That process is never interrupted when he was born rich writing and stories, as well as heard, could read and they reached the residence gives the literature. Therefore, it must be repeated endlessly to convince it to future generations: the fiction is more than entertainment, rather than an intellectual exercise that sharpens the sensitivity and the critical spirit awakened. It is a necessity for civilization still exists, renewing and preserving the best of us human. Not to go back to the barbarism of the isolation and life is not reduced to the pragmatism of the specialists who see things in depth but ignore their surroundings, precedes and continues. For let us not serve us to invent machines to be their servants and slaves. And because a world without literature would be a world without desires or ideals and contempt, a world of automatons without what makes the human being truly human: the ability to leave and move himself into another, in others, modeled with the clay of our dreams.

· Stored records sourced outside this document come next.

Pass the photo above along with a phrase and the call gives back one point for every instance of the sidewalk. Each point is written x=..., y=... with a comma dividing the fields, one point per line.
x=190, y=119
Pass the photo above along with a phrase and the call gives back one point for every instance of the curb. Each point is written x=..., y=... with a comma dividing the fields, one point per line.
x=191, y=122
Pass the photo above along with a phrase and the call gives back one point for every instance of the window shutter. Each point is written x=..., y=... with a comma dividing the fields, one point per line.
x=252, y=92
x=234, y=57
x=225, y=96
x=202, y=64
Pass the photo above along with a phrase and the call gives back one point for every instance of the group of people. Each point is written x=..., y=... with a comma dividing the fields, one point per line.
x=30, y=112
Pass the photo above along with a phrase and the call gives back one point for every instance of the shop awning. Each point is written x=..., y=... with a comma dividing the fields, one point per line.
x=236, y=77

From the cave to the skyscraper, the stick to weapons of mass destruction, tautological life of the tribe to the era of globalization, the fictions of literature have been many human experiences, preventing men and women succumb to lethargy, withdrawal, resignation. Nothing has sown so much concern, removed both the imagination and desires, and that life of lies that add to which we have through the literature to star the great adventures, great passions, that real life will never give us. The literature lies become truths through us, readers processed contaminated desires and, because of the fiction, constantly challenged with the mediocre reality. Sorcery, to delude ourselves with having what we have, being what we are not, access that can not exist where, as pagan gods, we are earthly and eternal at the same time, literature enters our minds the nonconformity and rebellion behind all the feats that have helped reduce violence in human relations. A decrease violence, not end it. Because we will always, fortunately, an unfinished story. So we have to keep dreaming, reading and writing, the most effective way we found to alleviate our perishability, defeating the rottenness of time and make the impossible possible.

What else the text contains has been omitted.